In Cina ci sono stato quattro volte e devo dire che solo quando andai a Delhi, in India, mi era capitato di costatare un inquinamento paragonabile.
Ora sui media mondiali esce una notiziona: una certa signora Chai Jing, pare volto noto della TV di stato cinese, si accorge di essere incinta di una bambina malata di cancro. Siamo nel 2013. La signora si licenzia per seguire la sorte della figlia e, nel frattempo, produce un documentario (https://www.youtube.com/watch?v=T6X2uwlQGQM) con cui vuole dimostrare che a fare il guaio è stato il carbone (oltre tutto di pessima qualità, aggiungo io) che si usa in quantità immani laggiù e che, ovviamente, inquina oltre misura. Insomma, la tesi è che l’inquinamento passa da madre a feto.

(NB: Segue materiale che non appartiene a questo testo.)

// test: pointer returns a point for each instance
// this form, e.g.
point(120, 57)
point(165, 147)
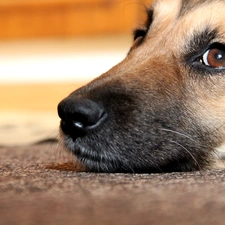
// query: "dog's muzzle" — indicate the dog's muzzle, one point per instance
point(80, 116)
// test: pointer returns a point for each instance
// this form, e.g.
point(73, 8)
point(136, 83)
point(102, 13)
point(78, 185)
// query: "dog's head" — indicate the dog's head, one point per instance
point(163, 107)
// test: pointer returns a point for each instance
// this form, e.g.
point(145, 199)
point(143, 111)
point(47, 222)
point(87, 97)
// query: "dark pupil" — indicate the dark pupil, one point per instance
point(219, 56)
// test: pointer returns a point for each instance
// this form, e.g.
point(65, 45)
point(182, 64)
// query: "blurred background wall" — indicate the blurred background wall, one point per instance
point(48, 48)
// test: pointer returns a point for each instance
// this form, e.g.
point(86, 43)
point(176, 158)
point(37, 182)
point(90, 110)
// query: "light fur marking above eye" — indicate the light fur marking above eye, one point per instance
point(214, 57)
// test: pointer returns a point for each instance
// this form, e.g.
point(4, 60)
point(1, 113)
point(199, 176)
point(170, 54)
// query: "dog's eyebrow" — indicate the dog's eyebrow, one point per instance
point(143, 31)
point(200, 41)
point(189, 5)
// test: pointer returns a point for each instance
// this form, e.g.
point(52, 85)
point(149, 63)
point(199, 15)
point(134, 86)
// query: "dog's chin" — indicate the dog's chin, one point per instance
point(99, 156)
point(93, 157)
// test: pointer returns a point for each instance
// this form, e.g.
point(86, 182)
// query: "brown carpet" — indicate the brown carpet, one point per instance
point(39, 186)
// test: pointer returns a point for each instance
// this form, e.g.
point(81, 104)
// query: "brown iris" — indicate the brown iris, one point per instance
point(214, 58)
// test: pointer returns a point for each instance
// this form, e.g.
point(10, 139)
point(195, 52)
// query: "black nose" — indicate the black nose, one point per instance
point(78, 116)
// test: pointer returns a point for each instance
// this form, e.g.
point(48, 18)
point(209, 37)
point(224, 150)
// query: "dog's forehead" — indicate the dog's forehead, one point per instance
point(187, 5)
point(183, 19)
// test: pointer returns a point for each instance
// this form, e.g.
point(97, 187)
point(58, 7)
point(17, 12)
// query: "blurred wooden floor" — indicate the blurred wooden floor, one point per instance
point(34, 97)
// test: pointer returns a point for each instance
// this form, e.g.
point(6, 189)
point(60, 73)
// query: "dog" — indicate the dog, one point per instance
point(162, 109)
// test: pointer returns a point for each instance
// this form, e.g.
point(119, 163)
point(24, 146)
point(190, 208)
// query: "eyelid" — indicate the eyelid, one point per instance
point(139, 33)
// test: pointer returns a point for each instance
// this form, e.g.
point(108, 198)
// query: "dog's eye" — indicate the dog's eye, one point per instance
point(214, 57)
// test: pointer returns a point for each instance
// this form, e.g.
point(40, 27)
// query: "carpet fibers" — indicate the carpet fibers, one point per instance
point(40, 184)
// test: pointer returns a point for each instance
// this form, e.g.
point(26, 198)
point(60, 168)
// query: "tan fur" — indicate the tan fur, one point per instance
point(163, 81)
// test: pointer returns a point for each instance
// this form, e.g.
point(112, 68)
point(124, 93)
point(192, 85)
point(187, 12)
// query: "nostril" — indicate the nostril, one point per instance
point(80, 115)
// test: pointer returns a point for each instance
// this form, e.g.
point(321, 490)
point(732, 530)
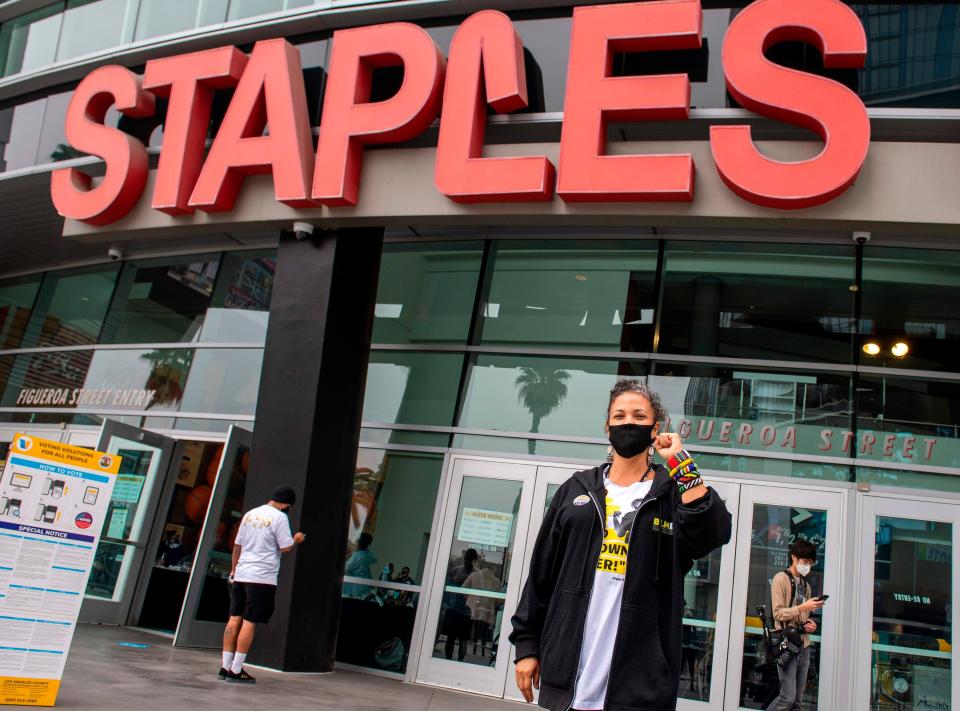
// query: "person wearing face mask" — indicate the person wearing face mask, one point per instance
point(792, 605)
point(599, 622)
point(263, 536)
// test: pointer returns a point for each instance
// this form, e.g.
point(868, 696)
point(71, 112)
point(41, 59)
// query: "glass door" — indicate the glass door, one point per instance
point(207, 602)
point(548, 481)
point(771, 518)
point(909, 562)
point(476, 580)
point(121, 559)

Più o meno una decina di anni fa mia moglie ed io lavorammo su un neonato di Mantova morto di leucemia mieloide acuta, un cancro maligno che si era sviluppato nel bambino in corso di gravidanza. La sua sopravvivenza fu di nove ore dal parto e tutti i suoi organi (che risultarono essere malformati) si rivelarono essere pieni di particelle inorganiche di evidente origine antropica, cioè generate da attività umane. Molto interessante, tra l’altro, fu quello che trovammo nel cuore: particelle d’acciaio perfettamente sferiche come quelle che escono dalle fonderie. Da sottolineare il fatto che la madre era perfettamente sana, cosa che si è ripetuta, a quanto si sa, per la signora Chai Jing. Questo perché i bambini che vengono abortiti, partoriti malformati o malati di cancro a causa delle particelle inquinanti si comportano come delle spugne drenando le polveri dal sangue della madre.

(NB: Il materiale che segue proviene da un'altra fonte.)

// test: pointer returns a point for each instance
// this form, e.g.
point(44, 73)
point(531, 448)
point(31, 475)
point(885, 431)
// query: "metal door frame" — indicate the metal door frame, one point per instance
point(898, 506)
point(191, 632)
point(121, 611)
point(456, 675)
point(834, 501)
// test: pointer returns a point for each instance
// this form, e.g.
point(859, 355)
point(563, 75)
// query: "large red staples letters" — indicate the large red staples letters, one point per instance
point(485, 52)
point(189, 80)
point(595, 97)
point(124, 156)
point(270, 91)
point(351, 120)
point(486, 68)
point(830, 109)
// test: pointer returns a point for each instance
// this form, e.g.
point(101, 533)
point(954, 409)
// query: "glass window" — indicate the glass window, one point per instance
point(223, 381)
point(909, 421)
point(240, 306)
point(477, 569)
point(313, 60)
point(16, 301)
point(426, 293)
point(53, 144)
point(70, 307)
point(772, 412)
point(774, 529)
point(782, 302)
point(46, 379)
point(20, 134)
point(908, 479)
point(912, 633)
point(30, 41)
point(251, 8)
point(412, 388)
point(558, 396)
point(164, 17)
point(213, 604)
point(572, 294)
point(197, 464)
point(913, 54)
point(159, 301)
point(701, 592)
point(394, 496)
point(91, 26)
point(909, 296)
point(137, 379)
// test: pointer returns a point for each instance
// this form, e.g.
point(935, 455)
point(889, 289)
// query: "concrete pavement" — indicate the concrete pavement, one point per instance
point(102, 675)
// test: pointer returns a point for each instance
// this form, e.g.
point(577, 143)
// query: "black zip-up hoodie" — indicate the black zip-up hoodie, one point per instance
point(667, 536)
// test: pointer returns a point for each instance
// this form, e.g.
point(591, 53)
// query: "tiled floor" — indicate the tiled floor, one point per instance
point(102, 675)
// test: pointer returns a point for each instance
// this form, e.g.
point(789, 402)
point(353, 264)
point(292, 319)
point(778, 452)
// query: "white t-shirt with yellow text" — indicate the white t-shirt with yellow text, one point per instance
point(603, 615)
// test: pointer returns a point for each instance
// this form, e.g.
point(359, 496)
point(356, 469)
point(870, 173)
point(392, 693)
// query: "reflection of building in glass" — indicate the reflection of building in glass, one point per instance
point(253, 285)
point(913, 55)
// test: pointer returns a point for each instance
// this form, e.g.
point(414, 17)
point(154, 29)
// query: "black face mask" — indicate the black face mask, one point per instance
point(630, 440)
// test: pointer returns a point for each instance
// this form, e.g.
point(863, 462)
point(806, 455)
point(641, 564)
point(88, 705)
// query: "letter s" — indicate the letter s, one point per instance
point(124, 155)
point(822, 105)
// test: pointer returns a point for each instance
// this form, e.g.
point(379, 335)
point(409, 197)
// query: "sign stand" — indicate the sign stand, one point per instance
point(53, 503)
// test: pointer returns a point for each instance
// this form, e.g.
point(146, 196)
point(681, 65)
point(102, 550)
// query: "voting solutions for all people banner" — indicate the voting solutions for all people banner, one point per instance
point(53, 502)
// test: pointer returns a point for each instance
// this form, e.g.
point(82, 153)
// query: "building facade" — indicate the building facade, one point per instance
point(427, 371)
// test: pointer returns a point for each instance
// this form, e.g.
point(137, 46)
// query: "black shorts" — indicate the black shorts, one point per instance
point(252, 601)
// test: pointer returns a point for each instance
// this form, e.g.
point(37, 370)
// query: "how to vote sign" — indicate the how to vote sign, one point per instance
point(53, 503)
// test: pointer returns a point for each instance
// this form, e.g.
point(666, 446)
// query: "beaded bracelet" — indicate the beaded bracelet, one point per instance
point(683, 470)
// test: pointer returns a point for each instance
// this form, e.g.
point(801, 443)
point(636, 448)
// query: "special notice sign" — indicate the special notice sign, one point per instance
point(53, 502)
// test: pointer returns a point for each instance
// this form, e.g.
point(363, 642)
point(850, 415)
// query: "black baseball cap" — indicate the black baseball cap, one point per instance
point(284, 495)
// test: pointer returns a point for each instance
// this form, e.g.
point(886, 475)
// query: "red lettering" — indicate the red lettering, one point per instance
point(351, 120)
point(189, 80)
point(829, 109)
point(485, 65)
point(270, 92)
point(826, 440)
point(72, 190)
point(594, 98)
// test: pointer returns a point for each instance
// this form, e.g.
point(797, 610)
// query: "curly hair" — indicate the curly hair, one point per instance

Insomma, il caso riportato della signora Chai Jing non contiene assolutamente niente di nuovo ed è solo l’ennesima dimostrazione di come ci sia qualcuno che, inascoltato, cammina un decennio in anticipo rispetto a troppo mondo che è in mortificante ritardo.
Dopo il caso del bambino di Mantova, noi c’imbattemmo in altri fatti in qualche modo sovrapponibili quando, ahimè, ci fu l’intervento di qualcuno che ritenne fosse giunto il momento di privarci del microscopio elettronico con cui facciamo ricerca. Noi, però, non abbiamo mollato e, grazie all’intervento di un giudice, riusciamo ad accedere al nostro apparecchio una volta la settimana e, a volte, anche due. Questo ci permette di portare avanti una ricerca di estremo interesse sul sangue dei leucemici, almeno fino a quando qualcuno riuscirà a bloccarci ancora una volta per un po’. Ma ormai stare in trincea è diventato un punto d’onore e nessuno s’illuda di eliminarci.
A prescindere dal fatto che, parlando in generale, tanta parte della scienza e della società è immersa in una narcosi profonda, è in qualche modo consolante vedere come, di tanto in tanto, qualcuno si svegli almeno per un attimo, magari, come fanno tante università, per “scoprire” una più che classica acqua calda strombazzando poi ai quattro venti la loro gloria. Caso vuole, però, che il sonno riprenda in fretta il sopravvento e tutto ritorni allo stato precedente come se nulla fosse stato. La ricerca indipendente in generale è di fatto vicina ad essere azzerata, nella stragrande maggioranza dei casi ma nella migliore delle ipotesi la politica, cioè il timone della società, è in mano a degl’incompetenti, l’informazione è, ancora nella migliore delle ipotesi, solo parziale, e l’industria è troppo spesso condotta da veri e propri criminali interessati, come dei criminali è quasi sempre caratteristica, solo ad arraffare quattrini. È così che continueremo ancora a scaricare quantità sempre crescenti di veleni nella vaschetta dei pesci rossi in cui viviamo e a raccontarci balle, fingendo di credere che sia tutto bello e che, in fondo, mal che vada un cancro o un figlio malformato valgano bene la certezza di uno stipendio. Come dice la saggezza cinese, peraltro ripresa mille e mille volte da noi, mica si può chiudere un’acciaieria che dà lavoro a 100.000 persone solo perché i bambini rischiano il cancro. E poi, sarà proprio vero che l’inquinamento può provocare il cancro o non sarà, piuttosto, che il cancro è questione di sfortuna e basta?